WhatsApp’s encryption protects servers but leaves users exposed to client-side attacks

WhatsApp’s use of encryption technologies has significantly strengthened the privacy of its users, but the design of the popular messaging app also exposes them to a different class of client-side threats.

That was according to Tal Be’ery, co-founder and chief technology officer of cryptocurrency wallet maker Zengo, who noted that WhatsApp remains a prime target because of its scale and the value of the data it protects, rather than any inherent weakness in its security.

“WhatsApp is the gorilla of instant messaging. It is by far the most popular, with more than three billion users in all geographies,” said Be’ery said during his presentation at Black Hat Asia 2026 in Singapore, adding that just as crooks follow the money in bank robberies, a hacker would hack WhatsApp for the data.

Be’ery explained that WhatsApp’s adoption of end-to-end encryption in 2016, based on the open-source Signal protocol, was a major security improvement. Because messages are encrypted on the sender’s device and can only be decrypted on the recipient’s device, WhatsApp’s servers cannot read message content.

Instead, the servers act as a “dumb pipe” that passes encrypted messages along, unable to inspect content, detect malicious traffic, or intervene in individual sessions. This reduces the risk of mass surveillance and makes the servers a less useful target for attackers.

However, this creates a trade-off. “WhatsApp is playing with a hand tied behind its back, because they cannot see the content,” said Be’ery. “The difference is Gmail can use the content of an email to decide to put on an alert, but WhatsApp's server cannot do that. They can only use metadata.”
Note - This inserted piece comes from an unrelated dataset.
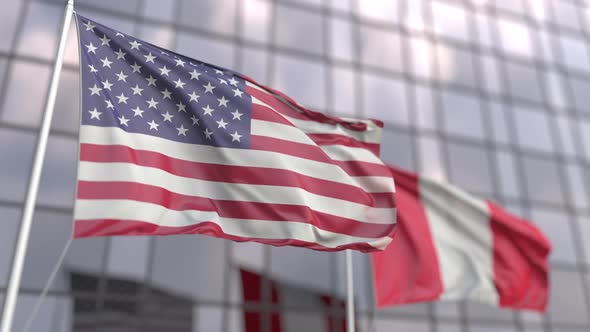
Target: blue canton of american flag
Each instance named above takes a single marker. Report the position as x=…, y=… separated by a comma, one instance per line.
x=144, y=89
x=171, y=145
This metadata includes whether one number is messaging too many people, whether multiple users are reporting the same account, or when an account generally behaves suspiciously. As a result of the server being protected, attackers are increasingly shifting their focus from the WhatsApp’s infrastructure to users’ devices, where messages are decrypted and can be accessed directly.

Furthermore, the metadata that exists outside the message body can pose stalking and privacy risks. This includes information such as who messaged whom, when a message was sent, whether it was delivered, how many devices are linked, whether a device is online, and potentially what type of device is being used.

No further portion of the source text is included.